The prompt processing speeds here are seriously impressive for such a huge model – over 1,100 tokens/sec for smaller contexts and still 833 t/s at nearly 94k tokens. Token generation speed is naturally much lower, but for a 120B-parameter MoE running locally, 41–73 t/s is entirely usable for interactive work.

FlashAttention is the hero here. Without it, large-context loads simply fail on this hardware. The triple-GPU setup makes a huge difference in VRAM headroom – something you’d never get with a single 24 GB card.

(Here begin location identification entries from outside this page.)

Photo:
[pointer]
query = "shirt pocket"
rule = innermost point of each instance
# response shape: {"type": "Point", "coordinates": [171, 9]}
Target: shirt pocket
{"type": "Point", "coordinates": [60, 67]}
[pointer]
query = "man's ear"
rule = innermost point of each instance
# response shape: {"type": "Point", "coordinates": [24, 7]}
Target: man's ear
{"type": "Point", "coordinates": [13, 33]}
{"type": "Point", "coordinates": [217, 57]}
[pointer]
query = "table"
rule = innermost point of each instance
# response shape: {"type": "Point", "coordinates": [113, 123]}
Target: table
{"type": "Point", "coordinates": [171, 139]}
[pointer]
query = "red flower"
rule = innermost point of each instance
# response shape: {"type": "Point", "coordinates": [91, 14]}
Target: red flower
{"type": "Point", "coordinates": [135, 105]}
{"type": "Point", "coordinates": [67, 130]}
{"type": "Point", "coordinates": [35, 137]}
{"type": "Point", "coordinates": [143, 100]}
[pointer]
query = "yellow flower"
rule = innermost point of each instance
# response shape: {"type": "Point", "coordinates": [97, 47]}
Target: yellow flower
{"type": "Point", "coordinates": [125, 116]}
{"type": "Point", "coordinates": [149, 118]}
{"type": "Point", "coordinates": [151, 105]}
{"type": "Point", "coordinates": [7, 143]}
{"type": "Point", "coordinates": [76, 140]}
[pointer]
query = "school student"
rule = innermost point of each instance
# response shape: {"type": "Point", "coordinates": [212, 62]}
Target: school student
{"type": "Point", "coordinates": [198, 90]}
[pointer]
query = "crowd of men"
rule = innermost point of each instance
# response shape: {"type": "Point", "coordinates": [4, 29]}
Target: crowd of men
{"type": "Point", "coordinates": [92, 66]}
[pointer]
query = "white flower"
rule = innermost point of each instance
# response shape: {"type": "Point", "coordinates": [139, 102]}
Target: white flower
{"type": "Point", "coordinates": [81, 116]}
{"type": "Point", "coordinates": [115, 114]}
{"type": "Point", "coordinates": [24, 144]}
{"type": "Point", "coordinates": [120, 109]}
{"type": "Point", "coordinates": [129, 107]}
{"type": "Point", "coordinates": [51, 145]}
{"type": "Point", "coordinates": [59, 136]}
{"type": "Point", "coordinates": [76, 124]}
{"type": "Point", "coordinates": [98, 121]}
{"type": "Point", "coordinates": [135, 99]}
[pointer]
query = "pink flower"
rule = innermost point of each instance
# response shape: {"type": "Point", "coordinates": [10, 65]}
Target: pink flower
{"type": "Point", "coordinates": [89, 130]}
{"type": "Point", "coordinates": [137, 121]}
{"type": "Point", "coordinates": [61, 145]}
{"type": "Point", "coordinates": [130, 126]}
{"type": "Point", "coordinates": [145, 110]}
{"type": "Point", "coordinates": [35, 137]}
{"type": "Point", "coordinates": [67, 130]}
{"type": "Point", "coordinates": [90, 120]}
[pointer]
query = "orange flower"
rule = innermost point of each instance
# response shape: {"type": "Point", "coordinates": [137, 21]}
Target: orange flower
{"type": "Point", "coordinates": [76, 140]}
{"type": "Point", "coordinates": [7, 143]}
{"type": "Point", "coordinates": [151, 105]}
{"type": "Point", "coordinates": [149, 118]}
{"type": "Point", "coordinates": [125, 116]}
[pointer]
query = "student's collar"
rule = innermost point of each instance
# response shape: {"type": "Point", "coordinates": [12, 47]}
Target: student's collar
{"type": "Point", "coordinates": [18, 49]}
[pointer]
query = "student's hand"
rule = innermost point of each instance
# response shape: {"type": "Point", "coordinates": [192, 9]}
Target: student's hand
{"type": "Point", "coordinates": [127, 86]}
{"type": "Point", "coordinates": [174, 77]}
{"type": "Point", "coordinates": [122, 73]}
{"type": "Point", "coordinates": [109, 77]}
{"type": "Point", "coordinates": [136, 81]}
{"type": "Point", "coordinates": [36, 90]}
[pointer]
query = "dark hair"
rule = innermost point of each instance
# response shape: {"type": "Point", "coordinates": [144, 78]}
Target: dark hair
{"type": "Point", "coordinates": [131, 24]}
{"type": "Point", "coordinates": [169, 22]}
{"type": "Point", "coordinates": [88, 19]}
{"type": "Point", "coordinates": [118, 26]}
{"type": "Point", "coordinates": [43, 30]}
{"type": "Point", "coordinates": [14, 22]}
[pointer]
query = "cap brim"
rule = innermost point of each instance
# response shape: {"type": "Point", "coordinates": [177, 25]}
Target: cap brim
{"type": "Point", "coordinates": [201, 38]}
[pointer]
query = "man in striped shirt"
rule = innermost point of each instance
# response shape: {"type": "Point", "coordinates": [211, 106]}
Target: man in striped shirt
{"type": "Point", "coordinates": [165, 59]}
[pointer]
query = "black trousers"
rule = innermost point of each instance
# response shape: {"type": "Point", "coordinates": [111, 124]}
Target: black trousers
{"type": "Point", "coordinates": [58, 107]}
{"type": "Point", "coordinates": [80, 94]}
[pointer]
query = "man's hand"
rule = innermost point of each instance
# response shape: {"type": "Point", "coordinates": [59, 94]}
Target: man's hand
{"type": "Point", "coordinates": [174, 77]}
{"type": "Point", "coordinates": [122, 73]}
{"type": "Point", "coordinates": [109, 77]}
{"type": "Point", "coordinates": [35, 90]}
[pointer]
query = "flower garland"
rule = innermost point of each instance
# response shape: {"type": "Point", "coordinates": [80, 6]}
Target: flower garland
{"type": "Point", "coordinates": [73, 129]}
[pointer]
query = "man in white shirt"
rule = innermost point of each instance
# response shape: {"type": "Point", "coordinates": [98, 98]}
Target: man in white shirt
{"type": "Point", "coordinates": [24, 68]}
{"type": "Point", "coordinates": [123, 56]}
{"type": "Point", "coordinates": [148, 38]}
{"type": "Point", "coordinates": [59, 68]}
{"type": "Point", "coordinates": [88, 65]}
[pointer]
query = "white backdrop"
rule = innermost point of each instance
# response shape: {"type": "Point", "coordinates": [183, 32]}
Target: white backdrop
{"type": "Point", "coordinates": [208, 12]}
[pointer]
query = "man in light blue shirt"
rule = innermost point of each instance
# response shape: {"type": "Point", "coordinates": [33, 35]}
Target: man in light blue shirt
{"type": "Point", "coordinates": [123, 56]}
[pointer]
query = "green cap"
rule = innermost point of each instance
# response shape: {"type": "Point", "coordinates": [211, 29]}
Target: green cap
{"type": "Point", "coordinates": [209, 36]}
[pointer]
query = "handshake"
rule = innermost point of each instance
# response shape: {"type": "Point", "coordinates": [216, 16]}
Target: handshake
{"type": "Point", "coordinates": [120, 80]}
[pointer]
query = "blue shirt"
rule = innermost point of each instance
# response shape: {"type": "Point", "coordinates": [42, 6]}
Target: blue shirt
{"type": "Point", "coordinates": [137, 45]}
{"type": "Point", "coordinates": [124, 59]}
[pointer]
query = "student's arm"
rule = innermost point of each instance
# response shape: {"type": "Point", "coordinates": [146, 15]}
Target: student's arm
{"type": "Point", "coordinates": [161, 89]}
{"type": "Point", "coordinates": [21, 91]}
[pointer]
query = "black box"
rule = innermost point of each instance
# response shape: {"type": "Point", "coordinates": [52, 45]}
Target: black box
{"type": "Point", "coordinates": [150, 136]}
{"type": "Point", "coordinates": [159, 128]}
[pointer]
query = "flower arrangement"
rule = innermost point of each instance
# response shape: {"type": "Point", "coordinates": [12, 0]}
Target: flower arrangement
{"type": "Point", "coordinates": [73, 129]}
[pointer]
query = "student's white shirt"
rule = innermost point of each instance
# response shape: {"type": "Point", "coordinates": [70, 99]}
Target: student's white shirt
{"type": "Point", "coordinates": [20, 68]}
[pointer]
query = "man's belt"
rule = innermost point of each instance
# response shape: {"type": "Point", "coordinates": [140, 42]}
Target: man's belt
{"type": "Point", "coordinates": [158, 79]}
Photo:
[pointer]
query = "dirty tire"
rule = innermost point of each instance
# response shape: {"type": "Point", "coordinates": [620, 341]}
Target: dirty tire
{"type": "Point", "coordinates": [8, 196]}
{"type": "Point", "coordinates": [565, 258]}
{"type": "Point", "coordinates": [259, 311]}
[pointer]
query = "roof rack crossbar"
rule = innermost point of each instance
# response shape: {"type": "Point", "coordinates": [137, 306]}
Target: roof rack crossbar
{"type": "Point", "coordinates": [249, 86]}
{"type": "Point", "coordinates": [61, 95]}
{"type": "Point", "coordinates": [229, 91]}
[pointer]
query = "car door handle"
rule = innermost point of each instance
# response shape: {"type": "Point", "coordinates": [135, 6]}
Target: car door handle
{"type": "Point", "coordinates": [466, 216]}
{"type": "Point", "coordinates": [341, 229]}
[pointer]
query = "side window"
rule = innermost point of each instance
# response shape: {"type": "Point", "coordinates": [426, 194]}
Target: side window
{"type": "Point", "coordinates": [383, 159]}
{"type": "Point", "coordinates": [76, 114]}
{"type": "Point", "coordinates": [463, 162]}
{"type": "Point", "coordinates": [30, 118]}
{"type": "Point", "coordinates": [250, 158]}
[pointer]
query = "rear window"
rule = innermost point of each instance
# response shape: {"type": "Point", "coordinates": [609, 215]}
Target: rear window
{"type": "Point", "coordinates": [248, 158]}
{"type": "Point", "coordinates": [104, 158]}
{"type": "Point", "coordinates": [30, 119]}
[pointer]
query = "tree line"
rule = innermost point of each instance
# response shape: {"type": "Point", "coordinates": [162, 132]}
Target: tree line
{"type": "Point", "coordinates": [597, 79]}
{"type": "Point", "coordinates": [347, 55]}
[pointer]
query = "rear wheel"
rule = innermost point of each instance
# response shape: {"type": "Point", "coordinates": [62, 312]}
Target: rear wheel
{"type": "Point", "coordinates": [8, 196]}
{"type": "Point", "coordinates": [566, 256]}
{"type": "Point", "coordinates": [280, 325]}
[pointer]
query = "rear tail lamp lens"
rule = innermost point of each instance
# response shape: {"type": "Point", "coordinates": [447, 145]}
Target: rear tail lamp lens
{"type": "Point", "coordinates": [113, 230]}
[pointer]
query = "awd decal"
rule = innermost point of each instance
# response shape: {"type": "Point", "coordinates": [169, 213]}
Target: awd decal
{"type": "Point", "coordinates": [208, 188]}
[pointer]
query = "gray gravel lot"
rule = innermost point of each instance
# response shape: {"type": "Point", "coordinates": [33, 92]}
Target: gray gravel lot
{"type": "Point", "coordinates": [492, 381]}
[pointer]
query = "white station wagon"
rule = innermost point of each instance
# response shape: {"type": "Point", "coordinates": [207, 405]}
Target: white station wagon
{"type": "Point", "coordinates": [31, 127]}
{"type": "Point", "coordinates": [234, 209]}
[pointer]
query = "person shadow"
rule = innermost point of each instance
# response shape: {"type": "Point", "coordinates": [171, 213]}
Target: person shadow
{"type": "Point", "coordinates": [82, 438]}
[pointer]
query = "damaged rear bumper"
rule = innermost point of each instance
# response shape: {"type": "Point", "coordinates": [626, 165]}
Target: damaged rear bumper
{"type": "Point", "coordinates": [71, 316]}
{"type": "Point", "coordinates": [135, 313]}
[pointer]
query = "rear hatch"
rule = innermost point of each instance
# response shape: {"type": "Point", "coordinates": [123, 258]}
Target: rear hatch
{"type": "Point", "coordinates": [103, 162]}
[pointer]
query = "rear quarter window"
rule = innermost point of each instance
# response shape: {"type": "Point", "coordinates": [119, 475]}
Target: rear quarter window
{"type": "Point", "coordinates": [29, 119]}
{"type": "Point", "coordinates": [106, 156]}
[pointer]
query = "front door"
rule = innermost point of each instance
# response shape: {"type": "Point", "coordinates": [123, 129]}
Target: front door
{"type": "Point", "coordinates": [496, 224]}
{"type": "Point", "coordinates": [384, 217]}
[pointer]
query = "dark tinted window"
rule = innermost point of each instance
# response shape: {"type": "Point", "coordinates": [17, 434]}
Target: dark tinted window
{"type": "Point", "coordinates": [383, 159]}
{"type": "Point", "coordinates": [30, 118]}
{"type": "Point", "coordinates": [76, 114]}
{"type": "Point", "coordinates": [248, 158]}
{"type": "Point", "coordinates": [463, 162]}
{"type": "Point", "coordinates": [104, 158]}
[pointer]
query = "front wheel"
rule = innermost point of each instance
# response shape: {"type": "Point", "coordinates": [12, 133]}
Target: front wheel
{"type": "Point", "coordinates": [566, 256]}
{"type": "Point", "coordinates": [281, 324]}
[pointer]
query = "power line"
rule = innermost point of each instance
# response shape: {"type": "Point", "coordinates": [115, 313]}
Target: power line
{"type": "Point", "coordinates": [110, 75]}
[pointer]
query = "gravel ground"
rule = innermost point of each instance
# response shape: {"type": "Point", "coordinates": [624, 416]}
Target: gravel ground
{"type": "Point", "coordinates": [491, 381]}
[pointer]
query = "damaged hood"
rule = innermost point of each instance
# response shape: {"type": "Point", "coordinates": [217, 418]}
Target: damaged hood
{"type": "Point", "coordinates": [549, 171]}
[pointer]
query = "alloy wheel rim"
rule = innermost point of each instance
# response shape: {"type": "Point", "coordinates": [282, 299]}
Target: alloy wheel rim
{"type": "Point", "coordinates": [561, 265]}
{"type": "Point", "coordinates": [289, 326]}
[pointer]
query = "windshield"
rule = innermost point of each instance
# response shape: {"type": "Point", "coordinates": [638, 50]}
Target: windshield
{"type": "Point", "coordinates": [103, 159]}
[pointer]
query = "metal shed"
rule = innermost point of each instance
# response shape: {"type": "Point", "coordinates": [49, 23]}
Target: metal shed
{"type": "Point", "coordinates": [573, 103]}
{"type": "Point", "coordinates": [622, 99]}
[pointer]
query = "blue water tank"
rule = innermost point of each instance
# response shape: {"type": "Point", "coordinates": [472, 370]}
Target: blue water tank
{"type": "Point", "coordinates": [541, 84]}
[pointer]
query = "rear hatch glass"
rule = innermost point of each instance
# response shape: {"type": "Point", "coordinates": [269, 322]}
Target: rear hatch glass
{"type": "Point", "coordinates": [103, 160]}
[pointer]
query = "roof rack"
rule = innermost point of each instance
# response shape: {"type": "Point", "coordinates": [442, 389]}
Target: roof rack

Running on Linux also helps squeeze every last drop of memory out of the system. A minimal OS footprint, efficient driver stack, and llama.cpp’s attention sink optimization combine to make this configuration far more capable than a Windows equivalent would be.

Although three RTX 3090s can’t run the full 128k context, reaching 93k tokens is still impressive and unlocks plenty of practical use cases.

Conclusion

The gpt-oss-120B isn’t just big – it’s hardware-hungry. Even quantized, it demands enterprise-level VRAM capacity. But if you can get your hands on three RTX 3090s, you can actually run it locally at respectable speeds.

For local LLM enthusiasts, this setup shows that MoE models scale well with multi-GPU consumer hardware when paired with the right optimizations. It’s not a daily-driver configuration, but it’s absolutely viable for research, fine-tuning experiments, and high-context interactive work.